Best Practices to Minimizing Inheritance Conflicts
By Baritz & Colman LLP
“Money often costs too much.” Ralph Waldo Emerson
A common area of dispute arises in the context of the stepparent-stepchild relationship. While no single “silver bullet” will prevent inheritance disputes, certain preventive steps can be taken by insurance professionals to minimize their exposure to being dragged into these familial disputes. Obviously, full disclosure and formal documentation of each person’s wishes and objectives is of paramount importance. Absent such disclosure, the insurance professional may be forced to endure the time and expense of participating in unwanted (and perhaps unnecessary) litigation. Consider the following scenario:
FACTS: Agent has a long-standing relationship with Bob and Nancy Client. Bob has a child, Chandler, from a prior relationship and wants to ensure that Chandler is financially protected after Bob’s death. Nancy has no children of her own and maintains a relatively neutral relationship with Chandler.
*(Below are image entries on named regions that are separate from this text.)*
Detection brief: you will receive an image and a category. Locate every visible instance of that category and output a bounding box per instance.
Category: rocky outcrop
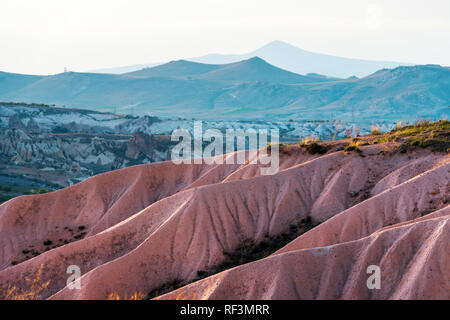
[0,144,450,299]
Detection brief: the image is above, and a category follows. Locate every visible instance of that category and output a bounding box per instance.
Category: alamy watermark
[171,121,279,175]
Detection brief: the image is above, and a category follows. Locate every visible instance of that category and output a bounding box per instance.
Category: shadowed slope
[0,138,450,299]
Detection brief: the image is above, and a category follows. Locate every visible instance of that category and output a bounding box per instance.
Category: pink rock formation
[0,145,450,299]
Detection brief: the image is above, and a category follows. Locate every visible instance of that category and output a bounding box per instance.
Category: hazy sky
[0,0,450,74]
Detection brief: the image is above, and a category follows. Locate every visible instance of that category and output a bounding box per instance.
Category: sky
[0,0,450,74]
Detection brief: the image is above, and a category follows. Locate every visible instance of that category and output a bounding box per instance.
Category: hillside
[92,41,412,78]
[0,121,450,299]
[0,62,450,122]
[189,41,409,78]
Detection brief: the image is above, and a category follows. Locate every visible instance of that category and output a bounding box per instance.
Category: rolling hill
[189,41,410,78]
[92,41,411,78]
[0,57,450,121]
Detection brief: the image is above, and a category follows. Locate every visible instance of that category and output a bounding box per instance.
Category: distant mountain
[0,58,450,121]
[86,41,412,78]
[0,71,43,95]
[126,57,337,83]
[89,62,163,74]
[188,41,411,78]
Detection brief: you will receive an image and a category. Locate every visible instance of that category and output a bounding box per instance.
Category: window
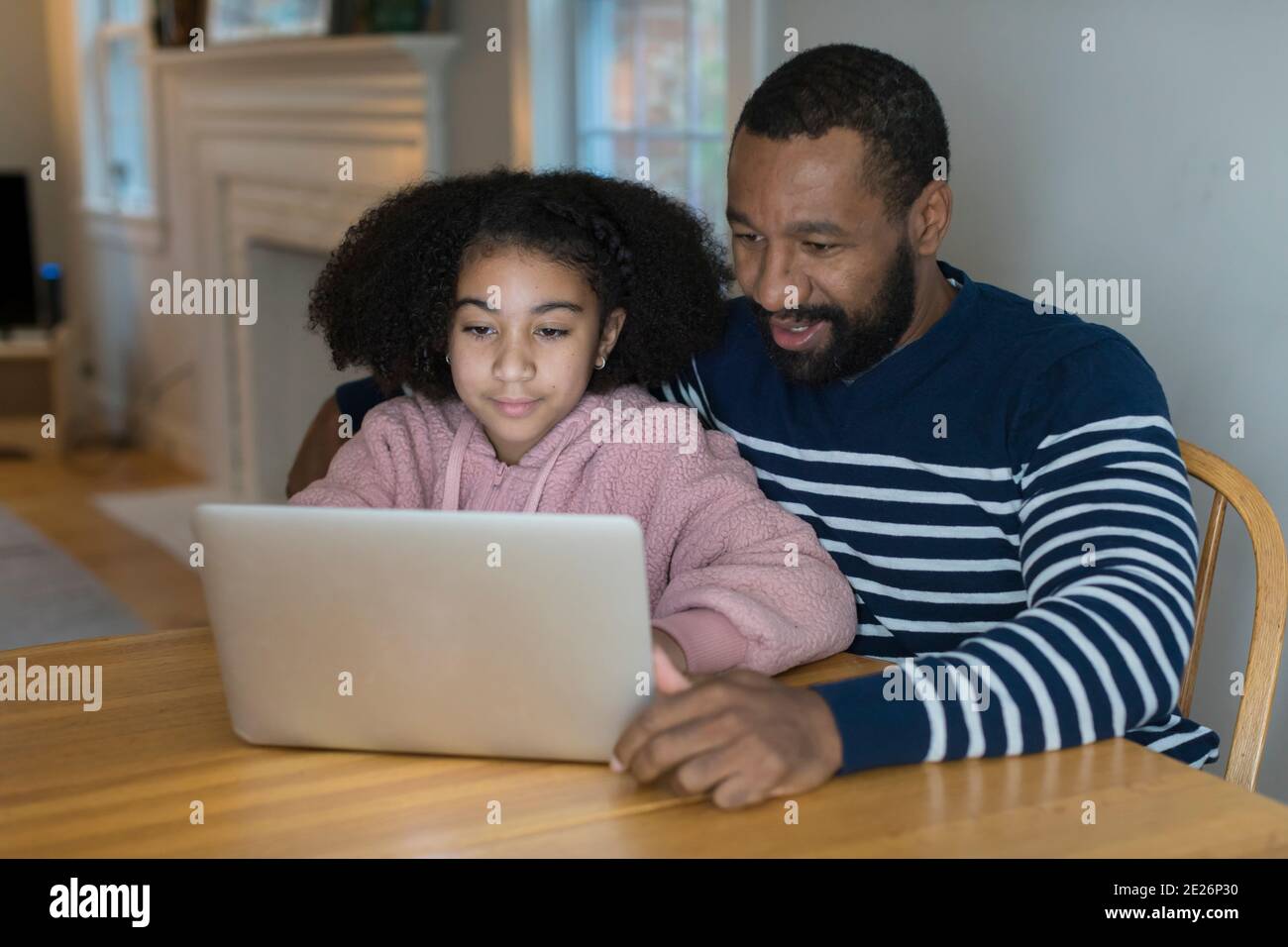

Bob received an inheritance from his father and wants to set up an annuity to provide an income stream for his lifetime with Chandler, who is named as the beneficiary for the death benefit. Agent assists Bob in purchasing a Guaranteed Minimum Income Benefit Annuity, which named Chandler as the beneficiary. Nancy participates in the meetings with Agent and is listed as a joint owner of the Annuity. Bob and Nancy are provided with the annuity contract upon issuance and receive quarterly account statements over the next six years, all of which identify Chandler as the named beneficiary.
Following Bob’s death, a dispute arose between Nancy and Chandler as to the annuity death benefit proceeds.1 Nancy contended that she should be the beneficiary as she was the joint owner under the contract. However, the annuity contract provided that the joint owner shall be the beneficiary unless the contract data pages specify otherwise. Here, the contract data pages clearly specify that Chandler is the beneficiary. A lawsuit related to the substantial annuity death benefit was subsequently commenced involving Nancy, Chandler, Agent, and the annuity carrier. In the lawsuit, Nancy asserted a claim for negligence against the Agent based upon his purported failure to name her as beneficiary on the annuity.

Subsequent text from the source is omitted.